Inflation has come down, but it'll be difficult to get down to the Fed's 2% target, which is a number they must have pulled out of their, umm, hat. Energy and housing are the two biggest problem areas, and both are due to tight supply, and raising interest rates wont help either. In fact, higher rates are making the housing issue worse, not better.
Inflation has come down, but it'll be difficult to get down to the Fed's 2% target, which is a number they must have pulled out of their, umm, hat. Energy and housing are the two biggest problem areas, and both are due to tight supply, and raising interest rates wont help either. In fact, higher rates are making the housing issue worse, not better.
In a growing, productive economy, inflation should be minimal, and some markets (electronics, transportation) we should see price deflation as technology improves. But today the USA has an economy that favors debt-financed consumption over real growth and productivity.
The Fed’s seemingly arbitrary 2% target for inflation goes all the way back to writings of the great economist John Maynard Keynes, when he opined that a low level of price inflation was desirable because annual small wage increases made the common man feel better about his lot in life. A 2% target also sets a safe threshold to guard against monetary deflation which is inherently destructive to the fractional reserve banking system the Fed operates.
But will it? That's the question. (No way to know of course; it is just a guessing game)
I think it will. Much of the massive cash stores and abatements from the Biden-pump have been absorbed or spent. With sideline cash diminishing Fed action will begin to drive us toward recession. As you know the trick is.......can the Fed. put above target inflationary pressures to bed completely without driving us into recession.
Inflation numbers over the last couple of days have been surprisingly promising.
We simply must get to a point in which employers tell marginal employees demanding more money to pound sand.
I was just quoted $12,000 for an upstairs HVAC for 4 rooms. We paid $8700 for an identical unit for downstairs last year, which is larger. Plus, Trane products are going up 40% again in January, and I assume labor too, according to them and a friend of mine who owns an HVAC business.
Inflation is still worse than ever. We can't keep going on like this. It's just unsustainable.
I was just quoted $12,000 for an upstairs HVAC for 4 rooms. We paid $8700 for an identical unit for downstairs last year, which is larger.
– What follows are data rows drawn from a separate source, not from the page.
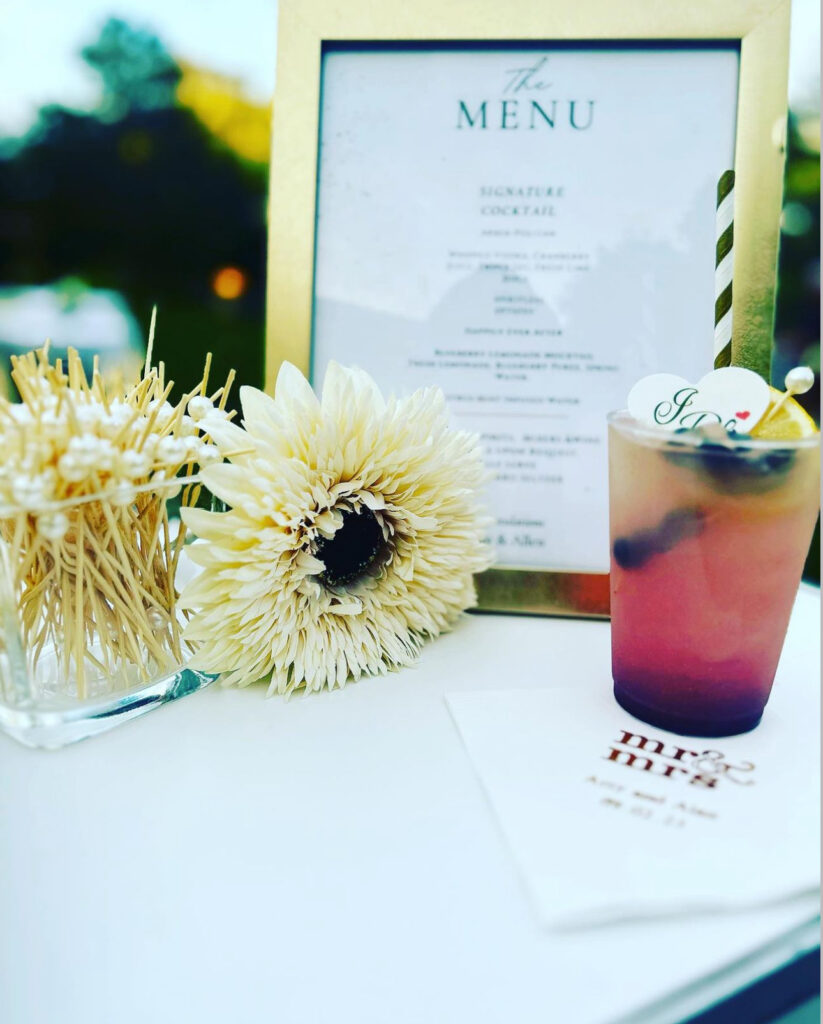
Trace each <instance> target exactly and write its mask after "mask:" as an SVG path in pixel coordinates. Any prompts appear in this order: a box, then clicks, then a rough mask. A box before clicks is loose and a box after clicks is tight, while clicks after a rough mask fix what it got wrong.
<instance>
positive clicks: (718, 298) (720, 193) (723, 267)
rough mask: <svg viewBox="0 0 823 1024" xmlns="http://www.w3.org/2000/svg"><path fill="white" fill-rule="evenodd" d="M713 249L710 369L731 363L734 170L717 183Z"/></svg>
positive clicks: (731, 337) (733, 229)
mask: <svg viewBox="0 0 823 1024" xmlns="http://www.w3.org/2000/svg"><path fill="white" fill-rule="evenodd" d="M716 234H717V240H718V241H717V245H716V247H714V367H716V369H717V368H720V367H728V366H731V362H732V274H733V271H734V171H724V172H723V174H722V175H721V178H720V181H719V182H718V211H717V217H716Z"/></svg>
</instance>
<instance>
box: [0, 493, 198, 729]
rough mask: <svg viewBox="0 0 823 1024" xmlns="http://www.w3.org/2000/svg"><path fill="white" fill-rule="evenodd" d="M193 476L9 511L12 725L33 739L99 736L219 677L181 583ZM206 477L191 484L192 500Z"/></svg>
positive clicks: (0, 588)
Plus, Trane products are going up 40% again in January, and I assume labor too, according to them and a friend of mine who owns an HVAC business.
Inflation is still worse than ever. We can't keep going on like this. It's just unsustainable.
In 2019 the HVAC quote was $6200.
In 2013 I paid around $6,500 for a new HVAC. This summer (different house), I paid $11,000 for a new HVAC. So in my 10 years of experience, that is a 5.4% average annual increase, which is about what inflation is running now.
Of course, your example points out that the bulk of that increase occurred within the past year, which makes sense. From 2013 to 2021, inflation was fairly low.